October is the month to appreciate all that your Occupational Therapist does. But what exactly does an Occupational Therapist do?
What is an Occupational Therapist?
The word “Occupational” in Occupational Therapy is a bit misleading; it might make you think that it only concerns workplace therapy, but this is not the case. Occupational Therapists are healthcare professionals that help you resume or continue many tasks, including in the workplace, but also focusing on having fun at home, going out, caring for yourself, your home, your family, daily tasks, hobbies, and many more activities. If there is anything you’d like to be capable of doing, feel free to bring it up with your OT so you can work on strategies to accomplish all your goals.
What’s the difference between an Occupational Therapist and a Physiotherapist?
Occupational therapists often work on a team with physiotherapists, but their roles are different. Physiotherapists help people restore physical function; Occupational Therapists focus on how that function affects the ability to do the things that are important to them.
Where do Occupational Therapists work?
As health care professionals, occupational therapists work in a wide range of settings, including: care facilities, hospitals, clinics, rehabilitation centres, schools, nursing homes, home care, private practice, vocational programs, recreation centres, insurance companies, accessibility programs, health promotion, disability prevention & management, and more.
OTs work with people of all ages – infants to seniors – in many different ways. Here are a few examples:
- Working with children and teachers in a classroom to help children develop skills such as handwriting or computer use or to provide strategies to manage behaviours – skills that will make it easier for students to learn and thrive in school.
- Working with patients admitted to hospital following a stroke or brain injury to assess and treat cognitive impairment – problems with the ability to think, remember or communicate – to help patients recover from or manage issues related to their condition.

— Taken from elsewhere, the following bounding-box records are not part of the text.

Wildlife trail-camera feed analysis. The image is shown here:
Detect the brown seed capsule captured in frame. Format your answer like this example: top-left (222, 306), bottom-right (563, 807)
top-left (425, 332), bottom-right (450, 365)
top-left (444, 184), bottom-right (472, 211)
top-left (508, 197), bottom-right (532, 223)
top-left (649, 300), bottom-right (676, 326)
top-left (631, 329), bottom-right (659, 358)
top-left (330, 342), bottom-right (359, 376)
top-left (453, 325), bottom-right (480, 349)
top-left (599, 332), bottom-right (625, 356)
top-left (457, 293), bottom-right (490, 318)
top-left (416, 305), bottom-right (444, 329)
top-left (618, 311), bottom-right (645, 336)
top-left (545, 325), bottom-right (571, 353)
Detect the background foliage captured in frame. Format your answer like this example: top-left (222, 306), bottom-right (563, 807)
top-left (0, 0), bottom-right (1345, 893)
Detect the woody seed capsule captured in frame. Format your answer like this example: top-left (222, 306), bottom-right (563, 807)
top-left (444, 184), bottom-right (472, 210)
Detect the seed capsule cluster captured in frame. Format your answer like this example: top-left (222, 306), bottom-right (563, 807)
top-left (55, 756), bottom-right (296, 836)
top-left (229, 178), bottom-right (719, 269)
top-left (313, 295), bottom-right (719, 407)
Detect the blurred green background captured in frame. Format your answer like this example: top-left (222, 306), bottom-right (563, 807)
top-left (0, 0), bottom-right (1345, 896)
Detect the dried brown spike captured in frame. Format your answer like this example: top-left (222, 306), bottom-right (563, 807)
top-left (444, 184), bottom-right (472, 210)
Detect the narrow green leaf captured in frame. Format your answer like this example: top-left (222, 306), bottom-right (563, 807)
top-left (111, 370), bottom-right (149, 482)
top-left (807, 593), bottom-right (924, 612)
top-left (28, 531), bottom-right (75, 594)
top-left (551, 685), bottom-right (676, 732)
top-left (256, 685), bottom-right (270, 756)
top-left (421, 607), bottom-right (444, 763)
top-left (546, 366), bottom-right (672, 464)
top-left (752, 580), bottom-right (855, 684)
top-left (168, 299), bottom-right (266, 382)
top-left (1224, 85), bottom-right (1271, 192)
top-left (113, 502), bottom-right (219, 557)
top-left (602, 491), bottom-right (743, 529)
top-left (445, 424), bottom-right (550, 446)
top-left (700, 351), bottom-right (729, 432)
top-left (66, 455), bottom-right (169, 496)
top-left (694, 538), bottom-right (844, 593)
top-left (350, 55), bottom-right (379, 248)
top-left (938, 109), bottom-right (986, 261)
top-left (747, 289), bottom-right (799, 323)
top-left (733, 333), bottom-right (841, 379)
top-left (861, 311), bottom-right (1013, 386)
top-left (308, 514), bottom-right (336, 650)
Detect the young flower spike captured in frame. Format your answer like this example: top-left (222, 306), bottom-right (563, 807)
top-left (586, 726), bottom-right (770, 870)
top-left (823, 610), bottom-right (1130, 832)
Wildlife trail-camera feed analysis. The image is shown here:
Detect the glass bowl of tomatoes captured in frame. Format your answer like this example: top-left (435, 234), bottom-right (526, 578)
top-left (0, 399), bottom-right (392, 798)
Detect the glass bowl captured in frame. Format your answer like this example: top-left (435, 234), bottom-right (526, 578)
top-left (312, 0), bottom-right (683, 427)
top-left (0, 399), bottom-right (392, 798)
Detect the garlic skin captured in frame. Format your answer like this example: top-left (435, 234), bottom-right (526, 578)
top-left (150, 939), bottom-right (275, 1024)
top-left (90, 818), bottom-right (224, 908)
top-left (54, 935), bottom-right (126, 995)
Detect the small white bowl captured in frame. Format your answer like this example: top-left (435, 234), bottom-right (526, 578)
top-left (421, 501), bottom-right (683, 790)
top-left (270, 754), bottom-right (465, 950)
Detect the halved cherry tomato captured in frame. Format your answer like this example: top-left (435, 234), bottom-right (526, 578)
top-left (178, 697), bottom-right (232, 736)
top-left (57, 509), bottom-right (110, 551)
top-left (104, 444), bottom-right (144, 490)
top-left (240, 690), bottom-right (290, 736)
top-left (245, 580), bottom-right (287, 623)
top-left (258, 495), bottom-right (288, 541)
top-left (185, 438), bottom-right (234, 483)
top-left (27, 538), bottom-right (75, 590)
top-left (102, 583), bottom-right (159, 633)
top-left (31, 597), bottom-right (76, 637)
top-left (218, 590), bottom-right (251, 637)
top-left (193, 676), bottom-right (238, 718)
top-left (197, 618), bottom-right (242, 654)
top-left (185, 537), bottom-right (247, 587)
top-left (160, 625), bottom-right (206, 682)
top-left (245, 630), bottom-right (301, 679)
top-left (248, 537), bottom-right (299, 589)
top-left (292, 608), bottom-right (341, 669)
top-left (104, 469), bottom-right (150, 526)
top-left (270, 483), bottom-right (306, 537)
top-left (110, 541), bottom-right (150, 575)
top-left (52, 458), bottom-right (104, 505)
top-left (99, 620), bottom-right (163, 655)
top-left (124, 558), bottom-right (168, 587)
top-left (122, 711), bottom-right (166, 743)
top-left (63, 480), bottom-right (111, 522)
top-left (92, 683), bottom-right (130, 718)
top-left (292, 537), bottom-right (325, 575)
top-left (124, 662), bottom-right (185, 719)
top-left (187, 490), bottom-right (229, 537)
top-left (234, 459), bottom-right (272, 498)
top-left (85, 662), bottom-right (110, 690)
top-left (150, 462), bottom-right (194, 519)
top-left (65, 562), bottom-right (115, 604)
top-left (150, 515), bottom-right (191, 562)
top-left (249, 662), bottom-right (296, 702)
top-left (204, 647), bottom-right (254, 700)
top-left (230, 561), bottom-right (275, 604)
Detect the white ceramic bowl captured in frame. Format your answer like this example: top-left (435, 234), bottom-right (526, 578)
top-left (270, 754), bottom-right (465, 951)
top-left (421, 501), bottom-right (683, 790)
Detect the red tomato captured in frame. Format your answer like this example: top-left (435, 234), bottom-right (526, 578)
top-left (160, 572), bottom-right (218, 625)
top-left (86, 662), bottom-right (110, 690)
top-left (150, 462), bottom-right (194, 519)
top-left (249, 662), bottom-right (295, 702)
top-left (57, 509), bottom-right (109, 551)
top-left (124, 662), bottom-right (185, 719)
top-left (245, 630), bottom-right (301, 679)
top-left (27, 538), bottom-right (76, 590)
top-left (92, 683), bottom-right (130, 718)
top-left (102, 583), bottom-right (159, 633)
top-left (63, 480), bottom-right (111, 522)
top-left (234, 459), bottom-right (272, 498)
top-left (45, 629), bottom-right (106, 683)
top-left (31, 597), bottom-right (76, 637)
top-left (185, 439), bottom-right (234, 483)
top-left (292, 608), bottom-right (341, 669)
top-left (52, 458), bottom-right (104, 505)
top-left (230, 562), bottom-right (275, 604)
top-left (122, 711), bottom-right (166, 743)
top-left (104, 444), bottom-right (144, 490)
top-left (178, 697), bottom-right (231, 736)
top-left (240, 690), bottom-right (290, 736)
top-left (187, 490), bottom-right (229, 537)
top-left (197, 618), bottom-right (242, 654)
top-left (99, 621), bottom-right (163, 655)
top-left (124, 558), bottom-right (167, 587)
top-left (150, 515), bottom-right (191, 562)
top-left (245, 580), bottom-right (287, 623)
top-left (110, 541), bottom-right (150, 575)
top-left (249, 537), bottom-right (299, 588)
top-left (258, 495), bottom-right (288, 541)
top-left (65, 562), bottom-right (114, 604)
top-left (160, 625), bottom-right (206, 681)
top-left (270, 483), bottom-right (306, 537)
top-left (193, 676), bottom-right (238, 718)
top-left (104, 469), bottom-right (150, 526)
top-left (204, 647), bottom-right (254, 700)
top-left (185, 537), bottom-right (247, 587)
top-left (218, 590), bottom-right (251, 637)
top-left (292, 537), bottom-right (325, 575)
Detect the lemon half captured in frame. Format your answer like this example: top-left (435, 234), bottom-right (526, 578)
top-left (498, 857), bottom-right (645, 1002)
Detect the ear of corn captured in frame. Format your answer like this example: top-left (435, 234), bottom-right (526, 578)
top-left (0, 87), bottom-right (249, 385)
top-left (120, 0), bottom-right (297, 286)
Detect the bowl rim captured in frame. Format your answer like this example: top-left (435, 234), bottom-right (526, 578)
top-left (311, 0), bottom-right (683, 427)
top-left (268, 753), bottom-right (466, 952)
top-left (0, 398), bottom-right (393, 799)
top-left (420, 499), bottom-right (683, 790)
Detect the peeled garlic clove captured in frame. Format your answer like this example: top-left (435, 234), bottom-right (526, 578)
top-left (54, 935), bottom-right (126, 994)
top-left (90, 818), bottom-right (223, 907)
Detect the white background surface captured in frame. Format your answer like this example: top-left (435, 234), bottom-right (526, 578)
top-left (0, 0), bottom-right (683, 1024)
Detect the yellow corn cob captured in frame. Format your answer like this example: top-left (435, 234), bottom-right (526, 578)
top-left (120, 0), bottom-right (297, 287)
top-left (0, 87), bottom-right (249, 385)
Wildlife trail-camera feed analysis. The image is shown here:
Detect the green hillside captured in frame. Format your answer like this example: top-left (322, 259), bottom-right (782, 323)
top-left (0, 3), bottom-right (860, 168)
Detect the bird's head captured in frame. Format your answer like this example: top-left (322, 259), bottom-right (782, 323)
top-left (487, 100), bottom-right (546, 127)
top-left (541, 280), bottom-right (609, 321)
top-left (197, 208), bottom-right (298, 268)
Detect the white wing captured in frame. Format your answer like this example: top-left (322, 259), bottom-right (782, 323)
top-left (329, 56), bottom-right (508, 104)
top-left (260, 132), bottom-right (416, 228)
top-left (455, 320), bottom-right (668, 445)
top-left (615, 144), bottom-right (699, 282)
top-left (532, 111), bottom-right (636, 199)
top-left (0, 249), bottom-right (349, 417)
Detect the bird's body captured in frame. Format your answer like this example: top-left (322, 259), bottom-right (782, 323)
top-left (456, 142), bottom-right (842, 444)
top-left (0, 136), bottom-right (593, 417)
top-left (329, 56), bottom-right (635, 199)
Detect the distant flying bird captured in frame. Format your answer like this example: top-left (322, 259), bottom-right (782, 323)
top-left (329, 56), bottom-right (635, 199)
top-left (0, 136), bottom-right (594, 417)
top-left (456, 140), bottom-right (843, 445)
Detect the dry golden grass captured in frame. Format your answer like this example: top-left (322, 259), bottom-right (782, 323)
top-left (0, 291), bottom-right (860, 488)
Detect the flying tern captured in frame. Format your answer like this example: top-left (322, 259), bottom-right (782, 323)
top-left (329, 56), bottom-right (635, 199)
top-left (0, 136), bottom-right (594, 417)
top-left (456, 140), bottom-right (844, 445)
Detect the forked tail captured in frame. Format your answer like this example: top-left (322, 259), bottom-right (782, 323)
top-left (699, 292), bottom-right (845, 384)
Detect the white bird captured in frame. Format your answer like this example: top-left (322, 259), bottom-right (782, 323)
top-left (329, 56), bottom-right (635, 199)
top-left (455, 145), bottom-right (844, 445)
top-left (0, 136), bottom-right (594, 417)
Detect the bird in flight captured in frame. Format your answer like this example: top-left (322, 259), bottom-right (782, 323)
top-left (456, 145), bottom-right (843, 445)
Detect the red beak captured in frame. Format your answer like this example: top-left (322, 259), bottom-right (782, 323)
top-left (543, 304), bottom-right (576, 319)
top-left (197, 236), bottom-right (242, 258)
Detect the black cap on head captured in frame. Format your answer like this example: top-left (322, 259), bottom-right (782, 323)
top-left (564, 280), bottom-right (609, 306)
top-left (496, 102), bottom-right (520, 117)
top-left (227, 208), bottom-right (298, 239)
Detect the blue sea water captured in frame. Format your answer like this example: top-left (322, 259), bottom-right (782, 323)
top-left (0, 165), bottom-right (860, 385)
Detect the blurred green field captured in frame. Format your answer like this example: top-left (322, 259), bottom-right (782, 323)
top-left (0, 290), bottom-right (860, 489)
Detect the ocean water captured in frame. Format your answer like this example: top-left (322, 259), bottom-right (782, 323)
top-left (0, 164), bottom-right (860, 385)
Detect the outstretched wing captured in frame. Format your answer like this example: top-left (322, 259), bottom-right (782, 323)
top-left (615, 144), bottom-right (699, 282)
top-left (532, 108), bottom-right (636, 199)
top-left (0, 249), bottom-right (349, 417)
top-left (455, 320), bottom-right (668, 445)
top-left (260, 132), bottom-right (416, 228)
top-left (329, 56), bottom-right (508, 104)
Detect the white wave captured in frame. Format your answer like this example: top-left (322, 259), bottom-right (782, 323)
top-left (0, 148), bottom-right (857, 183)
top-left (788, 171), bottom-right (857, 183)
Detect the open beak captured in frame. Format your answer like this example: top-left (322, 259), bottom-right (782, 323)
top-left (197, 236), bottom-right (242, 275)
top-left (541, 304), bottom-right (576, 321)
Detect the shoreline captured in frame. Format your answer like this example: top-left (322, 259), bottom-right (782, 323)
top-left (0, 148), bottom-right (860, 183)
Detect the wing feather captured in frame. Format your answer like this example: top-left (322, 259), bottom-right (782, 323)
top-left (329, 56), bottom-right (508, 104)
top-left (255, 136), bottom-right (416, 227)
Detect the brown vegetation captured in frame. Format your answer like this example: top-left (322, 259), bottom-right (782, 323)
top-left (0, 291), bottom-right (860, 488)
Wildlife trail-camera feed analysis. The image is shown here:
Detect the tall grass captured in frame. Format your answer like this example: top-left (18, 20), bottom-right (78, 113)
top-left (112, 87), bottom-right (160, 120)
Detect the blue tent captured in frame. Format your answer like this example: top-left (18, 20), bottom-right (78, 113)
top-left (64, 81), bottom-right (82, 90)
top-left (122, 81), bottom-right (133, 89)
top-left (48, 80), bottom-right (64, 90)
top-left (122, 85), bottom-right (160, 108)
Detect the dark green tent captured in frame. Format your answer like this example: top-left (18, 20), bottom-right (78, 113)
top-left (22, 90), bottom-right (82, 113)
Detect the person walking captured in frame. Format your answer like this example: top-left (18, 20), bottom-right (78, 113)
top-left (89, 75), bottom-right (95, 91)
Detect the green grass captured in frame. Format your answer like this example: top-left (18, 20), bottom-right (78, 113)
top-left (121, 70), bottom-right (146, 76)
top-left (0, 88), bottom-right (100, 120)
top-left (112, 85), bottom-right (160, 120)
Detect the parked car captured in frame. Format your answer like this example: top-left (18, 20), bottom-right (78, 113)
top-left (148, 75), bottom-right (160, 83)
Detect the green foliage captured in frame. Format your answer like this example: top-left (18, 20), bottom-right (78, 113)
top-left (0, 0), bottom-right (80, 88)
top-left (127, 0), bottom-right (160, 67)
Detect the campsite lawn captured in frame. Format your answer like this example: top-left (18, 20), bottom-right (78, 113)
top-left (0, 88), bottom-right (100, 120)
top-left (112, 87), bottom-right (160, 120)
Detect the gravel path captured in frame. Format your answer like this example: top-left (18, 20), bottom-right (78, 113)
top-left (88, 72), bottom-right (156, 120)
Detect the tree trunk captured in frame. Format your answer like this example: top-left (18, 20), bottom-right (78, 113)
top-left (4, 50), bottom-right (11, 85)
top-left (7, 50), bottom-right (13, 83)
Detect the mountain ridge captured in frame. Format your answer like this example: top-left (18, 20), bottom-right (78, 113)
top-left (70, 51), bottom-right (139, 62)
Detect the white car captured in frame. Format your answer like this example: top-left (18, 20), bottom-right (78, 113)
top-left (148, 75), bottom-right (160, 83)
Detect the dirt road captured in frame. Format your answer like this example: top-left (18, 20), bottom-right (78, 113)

- Working with clients with mental illness in outpatient programs, to assist people living with schizophrenia or bipolar disorders to manage their conditions so they can live independently at home in the community.
- Working with clients to identify and purchase equipment, such as wheelchairs or bathroom safety devices, to ensure clients can safely return to or remain at home when their physical abilities have changed as a result of a condition such as multiple sclerosis or arthritis.
- Working with clients following a workplace or motor vehicle injury to determine what the client may need in the future to be able perform their daily activities.
- Working with clients, who have experienced a change in their physical or mental abilities, to return to work by adapting how they do their job, what type of job they do or making changes to the workplace environment.